Audiensi ini menegaskan pentingnya sinergi lintas sektor guna memastikan KI tidak hanya terlindungi secara hukum, tetapi juga memberikan nilai ekonomi nyata bagi para kreator dan inventor. Dalam pertemuan tersebut, Direktur Jenderal KI Hermansyah Siregar menekankan bahwa salah satu hambatan utama dalam optimalisasi KI adalah biaya dan rendahnya tingkat pencatatan, khususnya di sektor musik/lagu.
“Kami menunggu penetapan PNBP yang rencananya akan lebih meringankan musisi kita karena selama ini salah satu kendalanya adalah biaya. Banyak yang punya lagu tetapi enggan mencatatkan karena kendala ini, sehingga untuk pendataannya menjadi sulit,” ujar Hermansyah pada Rabu, 29 April 2026 di Kantor Ekraf, Jakarta Pusat.
Ia menegaskan bahwa pelindungan KI merupakan langkah awal yang krusial agar karya dapat dimanfaatkan secara sah dan bernilai ekonomi. Lebih lanjut, DJKI juga tengah mendorong pembentukan Lembaga Manajemen Kolektif (LMK) tidak hanya untuk musik, tetapi juga untuk seni rupa. Upaya ini akan diperkuat melalui kerja sama dengan platform digital dan perusahaan berbasis teknologi, guna memastikan distribusi manfaat ekonomi berjalan transparan dan berkelanjutan.
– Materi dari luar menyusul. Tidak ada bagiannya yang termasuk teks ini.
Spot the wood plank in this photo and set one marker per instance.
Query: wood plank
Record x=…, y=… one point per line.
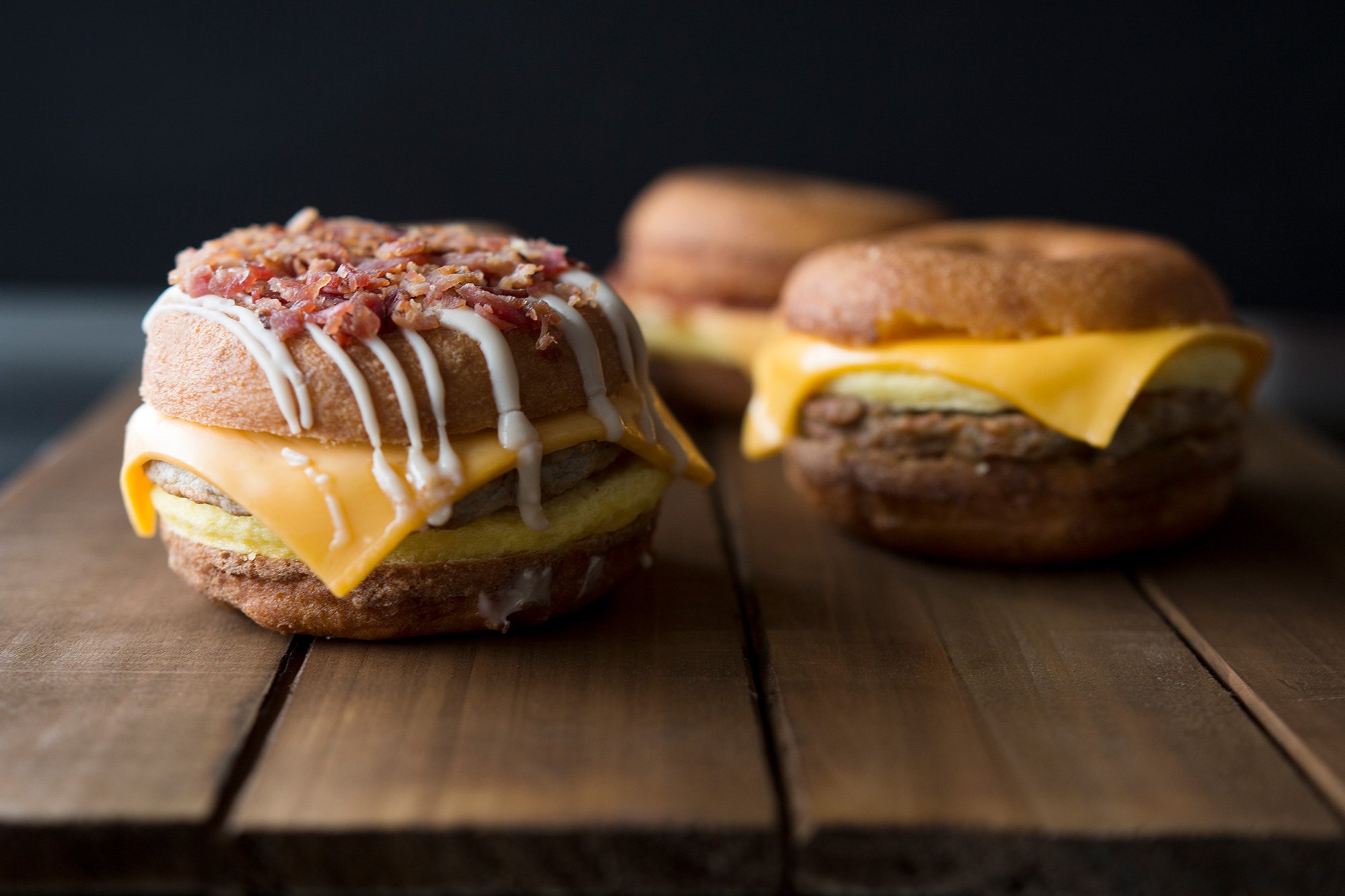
x=966, y=729
x=124, y=694
x=1262, y=598
x=618, y=751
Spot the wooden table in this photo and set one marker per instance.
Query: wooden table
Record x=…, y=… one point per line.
x=773, y=706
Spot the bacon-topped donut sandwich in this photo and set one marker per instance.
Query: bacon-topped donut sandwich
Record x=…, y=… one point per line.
x=1008, y=391
x=372, y=431
x=705, y=251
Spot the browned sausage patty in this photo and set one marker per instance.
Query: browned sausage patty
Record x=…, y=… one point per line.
x=1004, y=487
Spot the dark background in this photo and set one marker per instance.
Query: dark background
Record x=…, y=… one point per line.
x=135, y=131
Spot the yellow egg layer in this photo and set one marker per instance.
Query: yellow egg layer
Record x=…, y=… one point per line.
x=606, y=502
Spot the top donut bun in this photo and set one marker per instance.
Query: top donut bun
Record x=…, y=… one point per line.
x=999, y=280
x=356, y=280
x=730, y=236
x=200, y=372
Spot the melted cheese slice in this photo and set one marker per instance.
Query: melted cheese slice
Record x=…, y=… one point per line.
x=252, y=469
x=1081, y=385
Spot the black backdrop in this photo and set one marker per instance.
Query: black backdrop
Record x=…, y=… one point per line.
x=132, y=131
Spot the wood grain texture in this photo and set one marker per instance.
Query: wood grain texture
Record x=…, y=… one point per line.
x=1262, y=598
x=124, y=694
x=614, y=751
x=962, y=729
Di sektor paten, DJKI menyoroti tantangan besar pada aspek hilirisasi dan komersialisasi. Meskipun jumlah pendaftaran paten terus meningkat, belum banyak yang berhasil menghasilkan keuntungan ekonomi bagi pemiliknya, terutama dari kalangan perguruan tinggi. Oleh karena itu, diperlukan kolaborasi yang lebih konkret untuk menjembatani hasil riset dengan dunia industri, sehingga paten dapat diimplementasikan dan memberikan dampak ekonomi yang signifikan.
Wakil Menteri Ekraf Irene Umar menyambut baik langkah-langkah tersebut dan menilai bahwa teknologi blockchain dapat menjadi solusi untuk meningkatkan transparansi dan efisiensi dalam pengelolaan hak ekonomi.
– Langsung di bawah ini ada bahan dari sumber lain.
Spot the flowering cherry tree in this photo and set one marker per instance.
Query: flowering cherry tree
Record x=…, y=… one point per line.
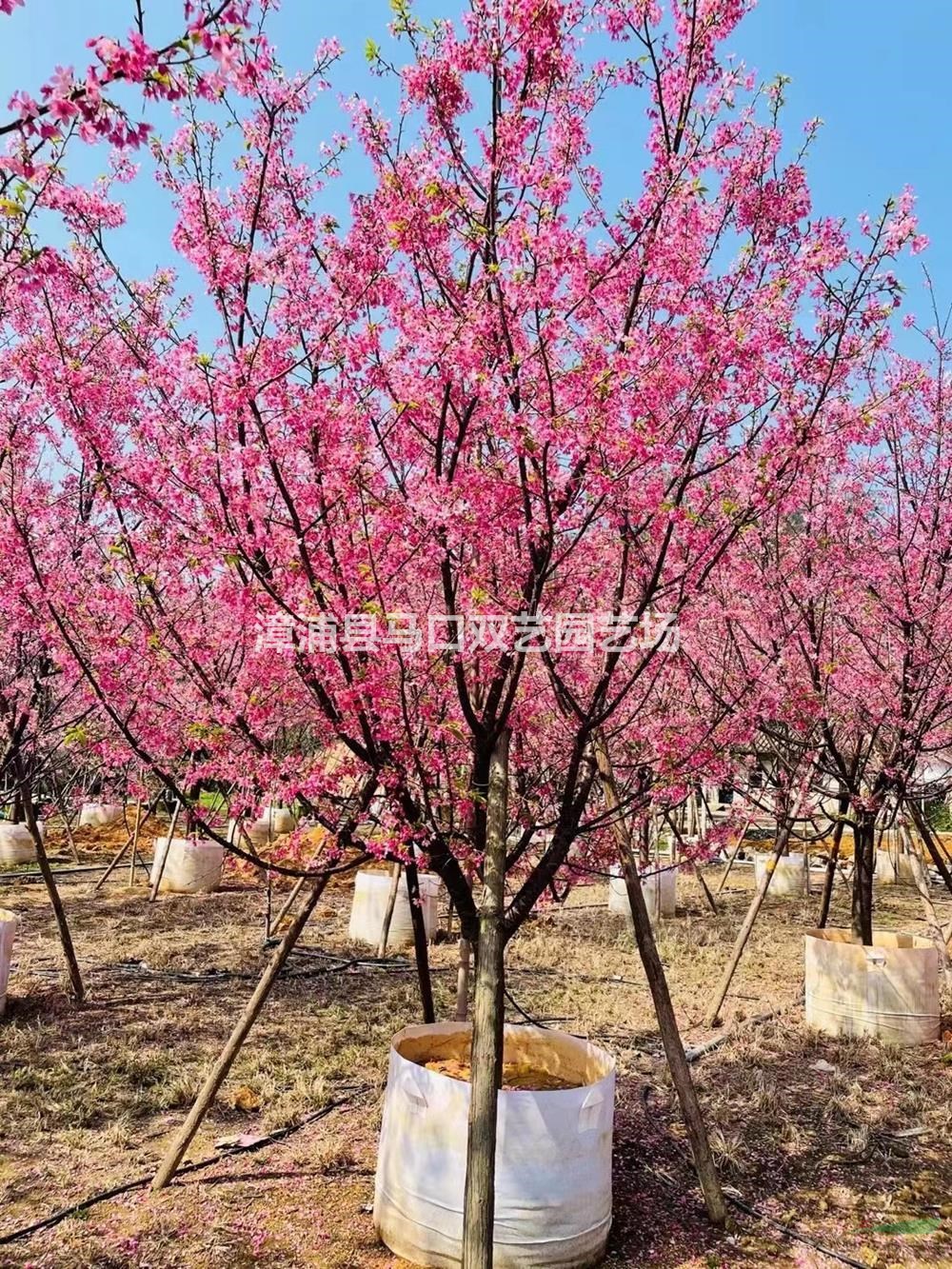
x=491, y=406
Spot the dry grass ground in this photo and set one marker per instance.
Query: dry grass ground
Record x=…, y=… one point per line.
x=89, y=1098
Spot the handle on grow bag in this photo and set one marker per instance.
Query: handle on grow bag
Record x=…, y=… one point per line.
x=590, y=1111
x=414, y=1094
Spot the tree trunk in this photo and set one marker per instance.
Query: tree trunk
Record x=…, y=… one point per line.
x=734, y=853
x=219, y=1073
x=487, y=1014
x=842, y=807
x=863, y=861
x=50, y=882
x=664, y=1009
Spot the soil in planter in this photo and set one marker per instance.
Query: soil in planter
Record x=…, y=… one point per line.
x=517, y=1077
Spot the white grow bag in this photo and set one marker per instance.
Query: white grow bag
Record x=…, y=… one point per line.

“Saya juga bergerak di bidang blockchain dan sangat mengapresiasi langkah ini. Sistem blockchain yang kami kembangkan akan meminimalkan sengketa karena sudah jelas siapa menerima berapa, bahkan hingga ke ahli warisnya. Semua ini dapat berjalan otomatis tanpa intervensi manusia,” ujar Irene.
Selain itu, Kementerian Ekraf juga membuka peluang kolaborasi melalui berbagai program strategis untuk mempromosikan produk-produk kekayaan intelektual kepada pelaku bisnis dan inventor. DJKI dan Kemenekraf juga sepakat untuk melakukan sejumlah sosialisasi guna meningkatkan pemahaman publik tentang pentingnya pelindungan KI serta cara mendaftarkannya.
Melalui audiensi ini, DJKI dan Kementerian Ekraf menegaskan komitmen bersama untuk memperkuat ekosistem KI nasional. Pelindungan KI tidak hanya penting untuk memberikan kepastian hukum, tetapi juga menjadi fondasi utama dalam mendorong komersialisasi dan kesejahteraan kreator. Masyarakat diimbau untuk segera mendaftarkan karya, merek, maupun invensinya agar dapat memperoleh pelindungan hukum sekaligus membuka peluang pemanfaatan ekonomi secara optimal di masa depan.